When she stiffened, the hands that were linked fell apart. "Don't press."

"I generally don't on old wounds." The hurt was there; he saw it, and an anger that was well rooted. It was difficult for him to remember he'd known her for less than a day and had no right to pry, or to expect. "I'm sorry," he added as he rose. Her rigidness vanished with the apology. He had a way of saying simple things with simple genuineness, Shelby thought, and found she liked him for it if for nothing else.

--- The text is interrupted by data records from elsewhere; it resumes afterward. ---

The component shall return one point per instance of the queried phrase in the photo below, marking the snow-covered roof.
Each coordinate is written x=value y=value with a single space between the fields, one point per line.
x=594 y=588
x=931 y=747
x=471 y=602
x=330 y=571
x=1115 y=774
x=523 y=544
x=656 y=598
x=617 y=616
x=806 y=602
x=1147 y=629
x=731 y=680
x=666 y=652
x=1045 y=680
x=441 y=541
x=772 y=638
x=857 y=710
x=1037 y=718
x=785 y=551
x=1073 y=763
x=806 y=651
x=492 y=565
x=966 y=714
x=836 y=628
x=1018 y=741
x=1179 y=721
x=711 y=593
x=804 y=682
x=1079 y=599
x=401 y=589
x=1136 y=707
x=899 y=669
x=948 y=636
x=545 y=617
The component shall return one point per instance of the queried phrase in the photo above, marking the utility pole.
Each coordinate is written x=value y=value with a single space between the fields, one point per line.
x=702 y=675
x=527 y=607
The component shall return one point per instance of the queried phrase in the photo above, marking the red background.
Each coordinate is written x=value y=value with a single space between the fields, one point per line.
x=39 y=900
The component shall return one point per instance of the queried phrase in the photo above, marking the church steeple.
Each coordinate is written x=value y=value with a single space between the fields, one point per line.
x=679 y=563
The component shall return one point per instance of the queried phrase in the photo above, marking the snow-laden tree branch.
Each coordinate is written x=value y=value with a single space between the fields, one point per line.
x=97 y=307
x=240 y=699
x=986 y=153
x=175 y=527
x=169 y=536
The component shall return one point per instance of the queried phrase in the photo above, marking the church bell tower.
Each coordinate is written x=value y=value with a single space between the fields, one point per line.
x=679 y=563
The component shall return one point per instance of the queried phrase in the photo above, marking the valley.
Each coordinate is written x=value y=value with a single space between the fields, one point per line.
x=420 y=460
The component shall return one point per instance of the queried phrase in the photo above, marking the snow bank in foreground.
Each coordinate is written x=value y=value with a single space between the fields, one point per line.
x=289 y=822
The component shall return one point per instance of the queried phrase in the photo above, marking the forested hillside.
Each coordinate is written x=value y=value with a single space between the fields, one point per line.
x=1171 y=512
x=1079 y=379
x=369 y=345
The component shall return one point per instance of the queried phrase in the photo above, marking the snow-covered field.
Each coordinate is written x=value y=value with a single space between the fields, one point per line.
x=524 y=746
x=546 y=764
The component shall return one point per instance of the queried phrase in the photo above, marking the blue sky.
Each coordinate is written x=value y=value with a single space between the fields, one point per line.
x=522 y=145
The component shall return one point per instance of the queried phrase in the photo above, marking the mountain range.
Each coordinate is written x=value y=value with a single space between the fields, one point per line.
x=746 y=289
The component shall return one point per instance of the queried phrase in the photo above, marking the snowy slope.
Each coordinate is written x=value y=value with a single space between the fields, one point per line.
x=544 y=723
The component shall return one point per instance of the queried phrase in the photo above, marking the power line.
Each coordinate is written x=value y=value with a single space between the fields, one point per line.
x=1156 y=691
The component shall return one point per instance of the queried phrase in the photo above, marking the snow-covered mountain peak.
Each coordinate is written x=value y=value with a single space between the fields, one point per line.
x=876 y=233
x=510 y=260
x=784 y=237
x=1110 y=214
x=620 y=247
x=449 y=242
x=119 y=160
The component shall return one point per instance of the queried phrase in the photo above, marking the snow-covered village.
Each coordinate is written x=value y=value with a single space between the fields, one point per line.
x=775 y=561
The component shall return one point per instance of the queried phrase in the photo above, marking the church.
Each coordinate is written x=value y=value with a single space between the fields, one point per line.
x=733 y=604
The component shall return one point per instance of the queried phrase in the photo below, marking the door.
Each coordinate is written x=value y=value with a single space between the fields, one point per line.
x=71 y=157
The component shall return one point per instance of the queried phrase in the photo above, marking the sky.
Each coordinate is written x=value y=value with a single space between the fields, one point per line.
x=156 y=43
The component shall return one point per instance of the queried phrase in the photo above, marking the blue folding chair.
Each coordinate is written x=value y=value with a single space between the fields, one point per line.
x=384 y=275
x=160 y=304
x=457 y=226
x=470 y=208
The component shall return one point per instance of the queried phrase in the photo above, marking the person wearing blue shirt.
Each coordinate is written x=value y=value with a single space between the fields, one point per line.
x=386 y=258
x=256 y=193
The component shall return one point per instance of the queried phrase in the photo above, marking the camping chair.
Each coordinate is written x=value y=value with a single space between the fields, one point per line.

"It's all right." She crossed the room and came back moments later with his shirt. "Good as new," she promised as she tossed it to him. "Well, it's been nice; don't let me keep you."

He had to grin. "Am I being helped out the door?"

Not bothering to disguise a smile, she gave a mock sigh. "I've always been too obvious. Good night, Senator. Look both ways when you cross the street." She went to open the side door that led to the outside stairs.

Alan pulled the shirt over his head before he crossed to her. He'd always thought it had been his brother, Caine, who'd never been able to take a simple no with a polite bow. Perhaps he'd been wrong, Alan mused, and it was a basic MacGregor trait. "The Scotch can be stubborn," he commented as he paused beside her.

"You'll remember I'm a Campbell. Who'd know better?" Shelby opened the door a bit wider.

"Then, we both know where we stand." He cupped her chin in his hand to hold her face still as he gave her a last hard kiss that seemed suspiciously like a threat. "Till next time."

Shelby closed the door behind him and stood leaning against it a moment. He was going to be trouble, she decided. Alan MacGregor was going to be very serious trouble.